Who else had noticed her humiliation, and bought her tampons the Halloween she'd gotten her first period? Or bloodied that guy's nose when he'd shoved his hand inside her panties after the school dance? She still burned with humiliation at the memory. Nobody else carried her dozen borrowed books home from the public library, or helped shift her baking to school to sell to the stoners and guilty cheerleaders, meeting her at the diner as she finished the early half-shift she pulled most mornings. He alone came to her basketball games and track meets. She liked to think she was the only draw that brought him to her roller-derby bouts, but who was she kidding? Angry tattooed girls in fishnets and mouth-guards? Nobody tolerated her reliance on Roseanne, or her love for The French Chef, Fred and Ginger movies, Doctor Who and Spoby the way he did; he knew a chilled glass of milk and a jar of peanut-butter made her happier than their last dog, Scamander. There was no-one else she'd cruise around Chino on their bikes with; no-one who could talk about Tolstoy and physics and Walking Dead being a reflection on human-nature at midnight, listening to her churn out her disgust at reading the second act of The Taming of the Shrew, who appreciated all her cooking, and switched t-shirts with her at school after Teagan threw her marinara sauce at her during lunch; and had, according to Teresa, stopped a lot of gossip about Lily that she hadn't even been aware was circulating around school. There wasn't anyone in the world she felt comfortable cuddling except Ryan – and she had cried on and off for a fortnight when Javier had gone; he'd made her bacon and French toast or chocolate-chip pancakes for breakfast that whole time, endured Top Hat on repeat and given up one of his prize grey sweatshirts so she could snuggle in her misery. Every other disappointment - work, boys, friends who let her down, school, it didn't matter; he was always there.

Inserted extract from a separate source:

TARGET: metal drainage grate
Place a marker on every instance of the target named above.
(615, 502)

And she was there for him, too. Sharing a bedroom, they had grown up incredibly close. It could have gone the other way, wanting to murder each other; but with their family, they had learned to stick together. He was the light in her dark; and she always knew when he was upset, pissed off, desperate. They took care of each other.
Until he'd almost ruined everything.
There was nothing she could do for him if he was in juvi.
She knew Ryan well enough to know his mind was still buzzing from the repercussions of what he'd done – this morning he had only been facing a court appearance: now, he was homeless. And Lily had followed him into the abyss.
He had never been arrested before. He knew where the line was, for their own survival they had both frequently dipped a toe over it, but neither of them had ever done anything that would compromise their futures the way Trey's absurd juvenile record had affected his.
"I'm sorry," Ryan said to the dark.
A.N.: I know. This is about the fourth time I've tried to rewrite this. And…I've kind of changed Lily's personality a bit – she needed more oomph to have survived her family! And I went through a mini obsession with mini dachshunds, hence Hermione!